2015-05-28 点击量:552   我要说

In today’s medical world, we are expected to be near-perfect diagnosticians as well as surgeons. No one told us that we would have to be counselors and small-business owners as well as economists. Cost-effective is a term bandied about that means “I am supposed to pick the least costly alternative assuming all outcomes are the same.” This seems straightforward until we recognize that all treatments do not have identical outcomes achieved for the same length of time and with identical complication rates.

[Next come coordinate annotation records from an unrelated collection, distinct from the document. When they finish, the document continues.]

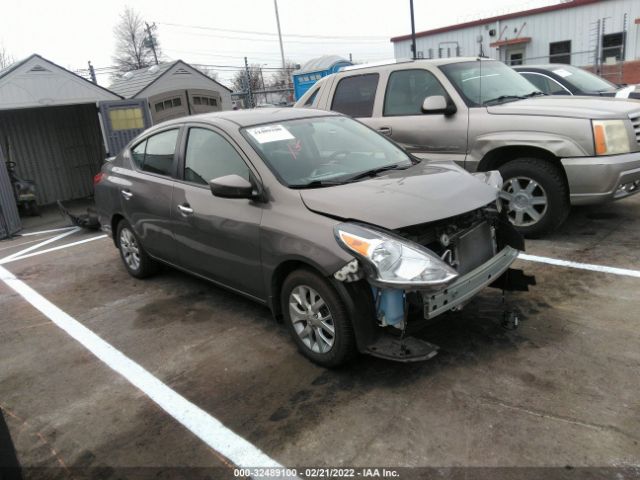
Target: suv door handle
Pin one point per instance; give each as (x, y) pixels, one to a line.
(185, 210)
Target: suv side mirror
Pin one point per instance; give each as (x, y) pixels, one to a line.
(438, 104)
(232, 186)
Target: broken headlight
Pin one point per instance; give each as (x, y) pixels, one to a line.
(393, 261)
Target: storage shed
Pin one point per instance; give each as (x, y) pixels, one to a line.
(49, 127)
(173, 89)
(314, 70)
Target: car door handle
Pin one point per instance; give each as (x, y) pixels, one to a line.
(185, 210)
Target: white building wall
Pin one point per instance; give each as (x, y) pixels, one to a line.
(577, 24)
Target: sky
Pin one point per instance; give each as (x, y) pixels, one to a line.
(216, 32)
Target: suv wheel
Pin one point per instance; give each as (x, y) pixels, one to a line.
(535, 196)
(137, 262)
(317, 319)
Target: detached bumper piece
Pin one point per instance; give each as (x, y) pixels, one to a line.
(409, 349)
(469, 284)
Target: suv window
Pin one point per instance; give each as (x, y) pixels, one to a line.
(354, 95)
(158, 156)
(407, 90)
(545, 84)
(209, 156)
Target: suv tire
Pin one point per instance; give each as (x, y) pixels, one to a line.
(317, 319)
(535, 196)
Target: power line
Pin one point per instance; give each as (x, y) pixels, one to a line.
(253, 32)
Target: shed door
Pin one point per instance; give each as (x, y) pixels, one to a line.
(122, 121)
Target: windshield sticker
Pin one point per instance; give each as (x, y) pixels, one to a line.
(270, 133)
(562, 72)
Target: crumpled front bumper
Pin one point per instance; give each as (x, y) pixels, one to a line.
(467, 286)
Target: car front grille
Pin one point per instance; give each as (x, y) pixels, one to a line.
(635, 120)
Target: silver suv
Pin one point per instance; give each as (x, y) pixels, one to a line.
(552, 152)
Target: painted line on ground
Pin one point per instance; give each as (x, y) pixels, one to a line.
(52, 249)
(582, 266)
(210, 430)
(38, 245)
(42, 232)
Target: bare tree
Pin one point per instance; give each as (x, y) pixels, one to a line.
(255, 73)
(282, 77)
(5, 58)
(134, 47)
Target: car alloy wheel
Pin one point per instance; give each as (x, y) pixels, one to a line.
(526, 201)
(311, 319)
(129, 248)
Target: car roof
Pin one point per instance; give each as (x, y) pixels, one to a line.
(244, 118)
(383, 66)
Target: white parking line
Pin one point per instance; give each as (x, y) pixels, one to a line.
(38, 245)
(42, 232)
(204, 426)
(582, 266)
(52, 249)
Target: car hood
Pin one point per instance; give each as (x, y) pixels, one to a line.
(569, 107)
(420, 194)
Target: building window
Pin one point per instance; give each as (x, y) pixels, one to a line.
(613, 45)
(560, 52)
(126, 118)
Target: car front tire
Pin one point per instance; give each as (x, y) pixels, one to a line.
(317, 318)
(535, 196)
(136, 260)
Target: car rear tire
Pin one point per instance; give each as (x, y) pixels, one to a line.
(317, 319)
(136, 260)
(535, 196)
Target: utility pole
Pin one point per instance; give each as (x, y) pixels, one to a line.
(413, 32)
(150, 40)
(248, 80)
(92, 73)
(275, 4)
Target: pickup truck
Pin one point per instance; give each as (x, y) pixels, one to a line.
(552, 152)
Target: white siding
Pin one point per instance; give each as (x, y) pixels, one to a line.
(38, 82)
(577, 24)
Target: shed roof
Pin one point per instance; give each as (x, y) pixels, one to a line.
(133, 83)
(37, 82)
(483, 21)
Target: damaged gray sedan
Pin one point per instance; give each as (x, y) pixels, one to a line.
(348, 239)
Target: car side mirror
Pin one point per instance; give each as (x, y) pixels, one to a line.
(232, 186)
(438, 104)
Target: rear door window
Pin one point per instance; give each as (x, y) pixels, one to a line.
(209, 155)
(160, 152)
(407, 90)
(354, 95)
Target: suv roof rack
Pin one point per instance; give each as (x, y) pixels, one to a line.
(376, 64)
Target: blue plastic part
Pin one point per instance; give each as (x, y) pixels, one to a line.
(390, 305)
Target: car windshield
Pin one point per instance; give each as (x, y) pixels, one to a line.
(583, 80)
(488, 82)
(324, 151)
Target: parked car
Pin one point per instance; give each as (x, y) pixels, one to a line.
(558, 79)
(552, 151)
(306, 212)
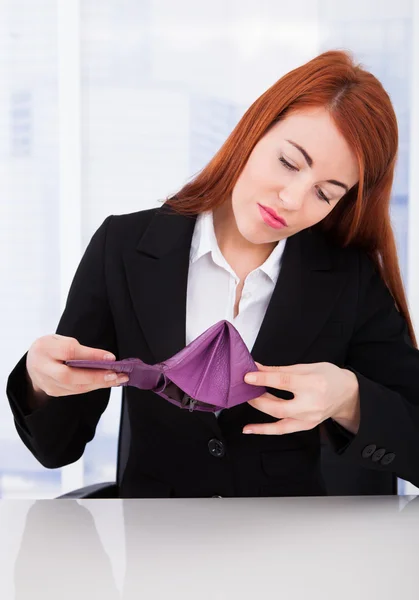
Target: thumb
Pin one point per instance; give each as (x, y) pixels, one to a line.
(265, 367)
(81, 352)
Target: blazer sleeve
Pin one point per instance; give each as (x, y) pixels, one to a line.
(382, 356)
(58, 432)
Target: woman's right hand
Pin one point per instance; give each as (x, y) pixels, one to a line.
(49, 375)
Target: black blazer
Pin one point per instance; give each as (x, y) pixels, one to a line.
(128, 296)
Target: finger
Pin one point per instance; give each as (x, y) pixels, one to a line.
(298, 368)
(280, 427)
(277, 379)
(93, 377)
(78, 380)
(71, 349)
(276, 407)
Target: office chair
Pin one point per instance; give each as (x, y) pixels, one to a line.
(341, 478)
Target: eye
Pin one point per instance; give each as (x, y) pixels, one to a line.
(322, 196)
(287, 164)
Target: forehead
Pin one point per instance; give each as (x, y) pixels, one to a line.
(315, 130)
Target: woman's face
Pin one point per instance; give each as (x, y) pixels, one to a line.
(300, 170)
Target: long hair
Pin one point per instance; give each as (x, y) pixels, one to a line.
(364, 115)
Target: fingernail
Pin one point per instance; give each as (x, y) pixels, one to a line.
(110, 376)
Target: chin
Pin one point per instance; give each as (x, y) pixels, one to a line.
(253, 233)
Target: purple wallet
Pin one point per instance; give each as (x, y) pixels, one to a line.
(207, 375)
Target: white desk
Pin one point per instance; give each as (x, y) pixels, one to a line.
(282, 548)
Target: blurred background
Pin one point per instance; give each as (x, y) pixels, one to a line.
(108, 106)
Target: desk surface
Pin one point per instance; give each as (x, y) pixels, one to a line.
(290, 548)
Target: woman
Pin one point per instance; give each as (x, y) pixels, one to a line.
(286, 233)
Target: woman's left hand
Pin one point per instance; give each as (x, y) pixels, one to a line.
(321, 391)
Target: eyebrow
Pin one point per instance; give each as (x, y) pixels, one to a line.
(310, 163)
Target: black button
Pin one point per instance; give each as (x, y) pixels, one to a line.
(378, 454)
(216, 448)
(369, 450)
(388, 458)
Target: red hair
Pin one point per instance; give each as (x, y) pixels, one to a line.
(364, 115)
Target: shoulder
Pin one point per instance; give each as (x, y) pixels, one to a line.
(126, 229)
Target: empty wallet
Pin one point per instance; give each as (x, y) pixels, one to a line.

And this is where we jump into being economists, with terms like ICER (incremental cost-effectiveness ratio) and QALY (quality-adjusted life-year) written and talked about with the same nonchalance that we orthopaedists toss about terms like OCD (osteochondritis dissecans) and SLAP (superior labral anterior-posterior) lesions. What we really want is a long-term study comparing similar populations undergoing one of three operations—high tibial osteotomy (HTO), unicompartmental knee arthroplasty (UKA), or total knee arthroplasty (TKA)—and comparing outcomes, revision rates, and long-term costs. Alas, that is unlikely to ever happen, so the authors of “The Cost-Effectiveness of Surgical Treatment of Medial Unicompartmental Knee Osteoarthritis in Younger Patients: A Computer Model-Based Evaluation” have attempted to do so using a computer model.

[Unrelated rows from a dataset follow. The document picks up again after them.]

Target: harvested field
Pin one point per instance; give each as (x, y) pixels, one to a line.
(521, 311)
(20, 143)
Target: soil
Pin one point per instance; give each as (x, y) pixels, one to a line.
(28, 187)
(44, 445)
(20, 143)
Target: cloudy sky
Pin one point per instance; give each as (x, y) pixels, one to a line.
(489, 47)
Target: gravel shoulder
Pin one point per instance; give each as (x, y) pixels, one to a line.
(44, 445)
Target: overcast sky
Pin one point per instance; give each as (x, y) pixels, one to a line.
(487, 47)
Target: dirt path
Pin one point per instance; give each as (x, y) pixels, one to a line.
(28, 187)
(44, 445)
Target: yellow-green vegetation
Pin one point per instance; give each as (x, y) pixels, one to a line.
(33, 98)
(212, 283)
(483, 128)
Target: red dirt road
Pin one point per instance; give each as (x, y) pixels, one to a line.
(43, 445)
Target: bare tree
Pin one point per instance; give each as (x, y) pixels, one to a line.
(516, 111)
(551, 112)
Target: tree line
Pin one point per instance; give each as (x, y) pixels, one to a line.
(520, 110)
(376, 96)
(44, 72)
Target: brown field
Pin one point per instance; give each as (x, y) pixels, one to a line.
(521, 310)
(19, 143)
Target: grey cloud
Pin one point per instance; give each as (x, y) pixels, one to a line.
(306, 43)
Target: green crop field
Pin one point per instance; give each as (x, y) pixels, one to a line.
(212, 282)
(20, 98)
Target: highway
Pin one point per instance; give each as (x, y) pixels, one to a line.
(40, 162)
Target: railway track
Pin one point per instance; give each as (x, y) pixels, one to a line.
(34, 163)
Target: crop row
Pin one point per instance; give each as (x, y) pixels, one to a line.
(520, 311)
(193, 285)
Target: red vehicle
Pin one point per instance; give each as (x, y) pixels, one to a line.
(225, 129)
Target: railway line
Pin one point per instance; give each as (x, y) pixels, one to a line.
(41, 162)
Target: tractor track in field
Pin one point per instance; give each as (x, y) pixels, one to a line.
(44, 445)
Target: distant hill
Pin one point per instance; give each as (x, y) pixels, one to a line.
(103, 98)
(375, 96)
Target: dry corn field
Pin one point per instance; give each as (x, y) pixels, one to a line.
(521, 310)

As with any computer model, it is important to remember all of the assumptions that go into making the model but also not to let those “if” statements prevent the reader from drawing important conclusions. The authors wisely point out that if certain assumptions change (such as the conversion rate of HTO to TKA changing from 2.3% to 2.6% annually), then the conclusions change as well. We also need to remember that not all patients with unicompartmental arthritis (e.g., those with obesity) are candidates for an HTO.